TERRE HAUTE — Nancy Grace is small in stature, but huge in her role as victim’s advocate on national television.
The 5-foot-1-inch host of her own CNN show put many people behind bars forever while she served on the prosecutorial side of the U.S. justice system.
“Nancy Grace,” airs at 8 p.m. on CNN Headline Prime. Grace also hosts a live daily trial coverage program on CourtTV from 3 to 5 p.m. weekdays.
With passion and through tears, Grace spoke to a packed house Tuesday night at Indiana State University’s Tilson Auditorium. Nearly 1,000 people attended the event.
Grace talked about people’s responsibility to answer to a call of duty — to do the right thing when faced with a decision.
“Will the call come to you to do something extraordinary? Will you hear that call? Will you answer it? That call will come to you,” Grace said, “like it or not.”
Grace’s call came to her after the murder of her fiancé, Keith, she said. He was shot five times in the face, neck and back. Grace testified at his killer’s trial. Afterward, she remembered seeing Keith’s bloody clothes on the defense table.
She paused, she said, and looked into the eyes of the defendant and the defense attorney. Both, she said, dropped their heads after receiving her gaze.
She walked out of the courthouse and remembered hearing the sound of her cowboy boots hitting the floor as her life seemingly stopped.
“The world did keep going.
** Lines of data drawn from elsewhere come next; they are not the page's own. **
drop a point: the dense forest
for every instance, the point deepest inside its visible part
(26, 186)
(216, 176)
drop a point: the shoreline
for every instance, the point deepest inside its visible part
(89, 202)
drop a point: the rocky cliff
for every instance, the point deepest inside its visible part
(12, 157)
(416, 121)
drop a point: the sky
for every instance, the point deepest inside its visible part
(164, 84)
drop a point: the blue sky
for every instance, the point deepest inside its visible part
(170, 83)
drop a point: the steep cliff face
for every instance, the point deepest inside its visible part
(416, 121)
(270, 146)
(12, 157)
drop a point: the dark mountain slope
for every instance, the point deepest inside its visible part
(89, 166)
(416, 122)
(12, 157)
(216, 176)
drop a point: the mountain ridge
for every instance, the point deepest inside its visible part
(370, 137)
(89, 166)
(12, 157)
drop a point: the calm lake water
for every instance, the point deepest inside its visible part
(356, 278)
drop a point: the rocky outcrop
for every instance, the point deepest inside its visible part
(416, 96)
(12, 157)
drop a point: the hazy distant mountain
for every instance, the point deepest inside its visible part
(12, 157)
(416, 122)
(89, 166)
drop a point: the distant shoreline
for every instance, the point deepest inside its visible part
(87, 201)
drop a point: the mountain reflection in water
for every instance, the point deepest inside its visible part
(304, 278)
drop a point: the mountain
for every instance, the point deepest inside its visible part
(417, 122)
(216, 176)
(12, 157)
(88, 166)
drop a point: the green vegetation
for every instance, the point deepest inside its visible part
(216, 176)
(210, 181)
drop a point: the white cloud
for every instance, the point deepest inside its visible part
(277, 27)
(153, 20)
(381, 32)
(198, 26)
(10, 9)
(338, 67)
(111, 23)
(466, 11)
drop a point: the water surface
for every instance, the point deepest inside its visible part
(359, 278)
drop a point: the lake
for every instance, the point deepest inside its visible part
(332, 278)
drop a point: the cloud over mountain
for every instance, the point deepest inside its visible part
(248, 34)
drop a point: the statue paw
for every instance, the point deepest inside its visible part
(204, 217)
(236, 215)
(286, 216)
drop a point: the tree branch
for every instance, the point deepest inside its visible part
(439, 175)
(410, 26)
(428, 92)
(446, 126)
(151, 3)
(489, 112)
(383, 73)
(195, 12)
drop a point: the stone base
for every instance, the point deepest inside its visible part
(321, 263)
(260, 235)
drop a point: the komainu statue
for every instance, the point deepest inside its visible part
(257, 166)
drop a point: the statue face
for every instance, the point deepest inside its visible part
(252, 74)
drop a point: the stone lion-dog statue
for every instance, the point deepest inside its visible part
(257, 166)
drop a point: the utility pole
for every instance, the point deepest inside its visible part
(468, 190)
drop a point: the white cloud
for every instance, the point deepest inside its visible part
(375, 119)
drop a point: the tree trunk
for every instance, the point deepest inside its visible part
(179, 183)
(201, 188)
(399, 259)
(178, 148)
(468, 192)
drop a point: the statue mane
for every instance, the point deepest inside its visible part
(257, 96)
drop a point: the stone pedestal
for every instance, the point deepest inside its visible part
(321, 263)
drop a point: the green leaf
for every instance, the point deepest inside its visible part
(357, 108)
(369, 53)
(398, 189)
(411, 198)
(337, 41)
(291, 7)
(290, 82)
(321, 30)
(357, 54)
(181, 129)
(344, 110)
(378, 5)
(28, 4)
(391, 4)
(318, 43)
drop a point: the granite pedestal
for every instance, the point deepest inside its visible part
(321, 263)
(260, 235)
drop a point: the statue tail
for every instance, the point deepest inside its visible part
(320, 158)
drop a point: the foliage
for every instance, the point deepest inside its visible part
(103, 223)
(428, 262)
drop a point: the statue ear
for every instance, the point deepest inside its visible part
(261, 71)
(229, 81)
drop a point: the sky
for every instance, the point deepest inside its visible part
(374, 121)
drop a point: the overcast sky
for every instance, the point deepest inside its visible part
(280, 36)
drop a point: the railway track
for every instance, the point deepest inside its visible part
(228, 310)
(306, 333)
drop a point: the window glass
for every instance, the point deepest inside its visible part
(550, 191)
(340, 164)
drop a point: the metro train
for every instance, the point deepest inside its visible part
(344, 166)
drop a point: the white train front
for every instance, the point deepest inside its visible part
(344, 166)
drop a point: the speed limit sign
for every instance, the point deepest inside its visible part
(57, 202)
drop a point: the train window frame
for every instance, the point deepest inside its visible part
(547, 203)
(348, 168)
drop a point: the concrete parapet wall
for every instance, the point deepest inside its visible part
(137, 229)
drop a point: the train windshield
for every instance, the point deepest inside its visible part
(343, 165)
The world did keep coming,” Grace said, as tears glistened and fell on her cheeks. “The only thing it changed — was me.”
It took Grace days before she could even drink a sip of water, she said to a silent, still audience.
She went on to earn her law degree at New York University and worked her way into a courtroom.
Once there, she remembering thinking, “This is not what I signed up for. Why am I here?”
Grace discovered that she wanted to be the voice for victims of crime, because they had no voice in that status.
“The justice system,” Grace said during an interview with a news reporter, “is a test of truth born out of controversy and determined by one’s perception.”
The biggest problem [with the system], she said, “is its biggest asset — the people.”
She attributed this fault to prosecutors who don’t care and “sleazy” attorneys.
“It’s a creation of human foils,” she added.
Speaking to the audience, Grace said heroes are born when people put themselves before others, such as her mother did.
When she was a young girl, Grace was sitting by a tree in the red Georgia dirt, clueless about the rattlesnake that had coiled up behind her.
Grace’s mother hurriedly walked toward her. With a gardening hoe in hand, she pulled back and struck the snake just below its head. This made her mother a hero, Grace said.
Years later, her mother was elated when Grace announced she was quitting the practice of law. She bought Nancy a ring with three rows of diamonds.
The stones represented three murder victims who were ultimately the reason she quit — to devote her time to advocate for victims.
Spectator Kathleen Padget of Terre Haute came to listen Grace’s speech and bought her latest book, “Objection!” for Grace to autograph.
“She’s very outspoken,” Padget said. “She says it how it is and her life is interesting.”
Ginny Black traveled from Danville, Ill., to hear what Grace had to say.
“It’s her personality I admire,” Black said. “It’s her vibrancy. She tells it like it is, and I just love that. I love her joy of life.”